Last week we wrote that a bad legislative process often leads to a bad result. Last week it was the Farm Bill. This week the exact same thing can be said about the massive Pentagon policy bill.
Bad process? Yep. This bill, the National Defense Authorization Act (NDAA), seeks more than $700 billion for the Pentagon and also affects policy. The massive legislation attracted close to 600 amendments from lawmakers. And the House speed-voted its way through hundreds of those amendments without actual debate.
One tactic to churn though the bill is to pull many of these highly disparate issues into a few massive “en bloc” amendments that typically pass without debate and via a voice vote. It is efficient, but it is also largely without debate and discussion. As a result, a vote to pass en bloc amendments means some odd things end up being nominally “accepted” by the House. Then, when the House and the Senate meet to hammer out the differences between the two versions of the bill, the House negotiators quietly drop some of the provisions if there is any pushback from the Senate. And since there was no vote on the actual issue to point to, the sponsors of the original amendments have no real power to insist the House leadership fight for the issue.
Some of those hundreds of amendments were thoughtful attempts to make the bill better in some way: improve oversight of Pentagon programs, reduce wasteful spending, ensure our warfighters get the best equipment at the best price. We had a long list of amendments we supported for just those reasons.
And some were pure dreck.
There were those that had zero to do with the Pentagon. For instance, an amendment to “improve” to National Environmental Policy Act (NEPA) reviews conducted by the Department of the Interior. Well, leaving aside the merits or demerits of the amendment or whether it would actually “improve” anything – it doesn’t belong in the Pentagon policy bill. This amendment should be made to a bill that actually has something to do with the Department of the Interior.
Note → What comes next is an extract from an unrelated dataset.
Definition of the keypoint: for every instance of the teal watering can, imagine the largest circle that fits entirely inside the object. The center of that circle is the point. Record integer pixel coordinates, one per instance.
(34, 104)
Another amendment was to include the analogous bill authorizing the U.S. Coast Guard. Yes, the Coast Guard is a military service, but it has never been part of the Department of Defense. It’s part of the Department of Homeland Security (DHS) and should be authorized via legislation devoted to DHS.
Other amendments amount to pure crony capitalism. Lawmakers tried to force the Pentagon to purchase flatware (knives and forks) and dinnerware (plates and cups) only from U.S. manufacturers. You probably already guessed it, the two lawmakers behind these amendments, Reps. Tenney (R-NY) and McKinley (R-WV), also happen to represent the only apparent domestic manufacturers that would meet the new requirement. Shame on them. Pentagon legislation should never be treated as a jobs bill. In fact, the House Armed Service Committee Chairman, Rep. Thornberry, said this in his floor speech against these amendments:
“Creating domestic jobs is not the primary mission of the Department of Defense.”
We would argue that creating domestic jobs is never a mission of the Pentagon. We’ve said it many times: let the Pentagon set a reasonable standard and select the supplier or contractor based on the best product. Our men and women in uniform deserve nothing less. Besides the only concern in the mess hall is the quality of the chow, not what it’s served on.
What’s the definition of insanity? Something about doing the same thing over and over and expecting a different result. Well this is the 58th year in a row that the Congress will pass the NDAA. And at Taxpayers for Common Sense we may be insane to expect a better process, but the status quo makes us just plain mad.